Dass die Wälder hier manchmal etwas verrupft aussehen, ist dem Schneebruch im Winter 2010/2011 zu verdanken. Die gebrochenen Bäume wurden weitgehend mit der Maschine entfernt, doch das Grün im Unterholz hat sich dadurch stärker natürlich verjüngt über vom Eichelhäher verbuddelte Eicheln etwa oder die Früchte der Ebereschen – so entstand der grüne Unterwuchs. „Da die hier vorrangigen Kiefern viel Licht durchlassen, lassen wir die zweite Baumschicht in Ruhe wachsen“ erklärt die Fachfrau ebenso verständlich wie die öfters gezielte Anpflanzung von Buchen, um damit den Boden zu lockern.
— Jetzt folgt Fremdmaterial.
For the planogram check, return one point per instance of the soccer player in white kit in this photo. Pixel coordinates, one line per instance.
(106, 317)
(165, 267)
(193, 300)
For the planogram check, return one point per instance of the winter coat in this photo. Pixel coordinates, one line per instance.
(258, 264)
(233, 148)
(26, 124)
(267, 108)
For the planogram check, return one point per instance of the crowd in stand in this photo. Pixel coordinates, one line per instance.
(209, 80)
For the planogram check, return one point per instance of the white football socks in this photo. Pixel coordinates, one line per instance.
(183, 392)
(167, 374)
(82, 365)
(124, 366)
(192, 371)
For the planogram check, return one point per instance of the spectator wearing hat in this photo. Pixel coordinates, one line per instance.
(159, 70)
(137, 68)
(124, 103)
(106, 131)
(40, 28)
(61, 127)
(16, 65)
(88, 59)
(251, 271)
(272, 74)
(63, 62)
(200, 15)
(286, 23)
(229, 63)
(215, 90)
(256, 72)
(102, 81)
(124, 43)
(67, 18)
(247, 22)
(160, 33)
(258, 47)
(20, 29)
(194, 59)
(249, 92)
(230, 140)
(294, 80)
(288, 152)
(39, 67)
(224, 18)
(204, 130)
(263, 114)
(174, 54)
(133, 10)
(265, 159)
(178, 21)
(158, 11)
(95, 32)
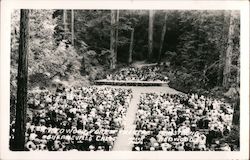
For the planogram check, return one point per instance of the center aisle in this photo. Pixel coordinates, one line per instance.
(125, 136)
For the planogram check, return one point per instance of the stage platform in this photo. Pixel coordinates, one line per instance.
(130, 83)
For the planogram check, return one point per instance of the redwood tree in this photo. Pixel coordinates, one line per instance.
(150, 33)
(113, 40)
(229, 52)
(162, 37)
(21, 106)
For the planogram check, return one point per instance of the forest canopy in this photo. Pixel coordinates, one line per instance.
(194, 43)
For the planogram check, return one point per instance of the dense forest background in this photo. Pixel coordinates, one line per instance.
(73, 46)
(199, 50)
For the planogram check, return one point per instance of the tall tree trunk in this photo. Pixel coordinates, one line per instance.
(21, 107)
(112, 41)
(150, 34)
(131, 46)
(238, 72)
(222, 46)
(162, 38)
(65, 27)
(228, 58)
(116, 31)
(72, 27)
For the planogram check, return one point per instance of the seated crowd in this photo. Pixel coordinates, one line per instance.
(182, 123)
(87, 119)
(138, 74)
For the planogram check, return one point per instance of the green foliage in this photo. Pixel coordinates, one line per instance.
(46, 59)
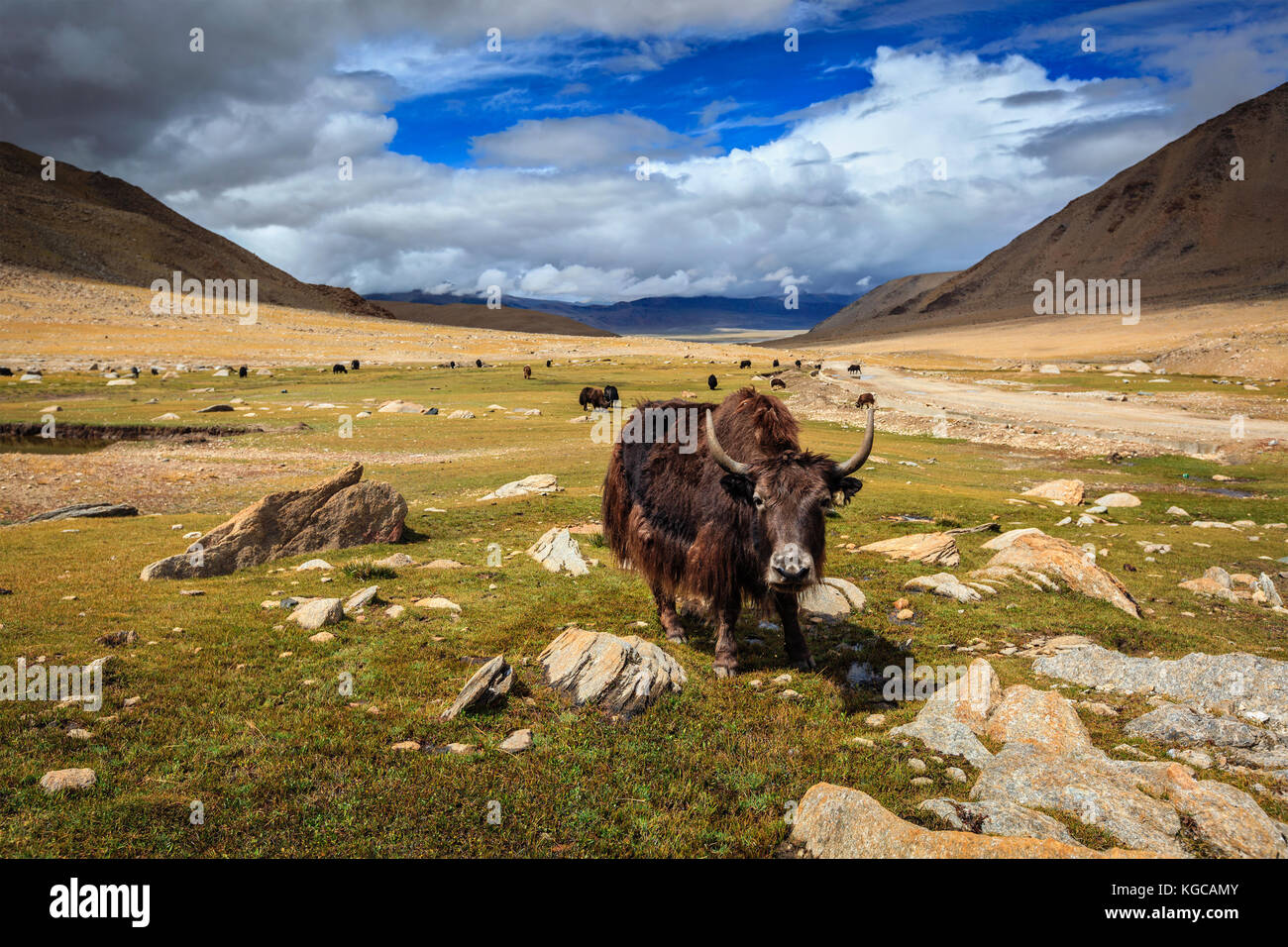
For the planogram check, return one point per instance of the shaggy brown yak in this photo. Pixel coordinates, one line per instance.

Doch auch im unteren Bereich gibt’s genügend zu sehen: Digitalis und Disteln (die manchmal lästig, aber wichtig für die Schmetterlinge sind), wilde Möhre oder stinkender Storchenschnabel - zu jedem Kräutlein am Wegrand wusste die Försterin etwas zu erzählen, woher der Name stammt oder wie seine Wirkung ist. Das Fazit des Rundgangs: Rödermarks Wälder bieten vieles, was Spaziergänger mit offenen Augen und wacher Beobachtungsgabe begeistern kann.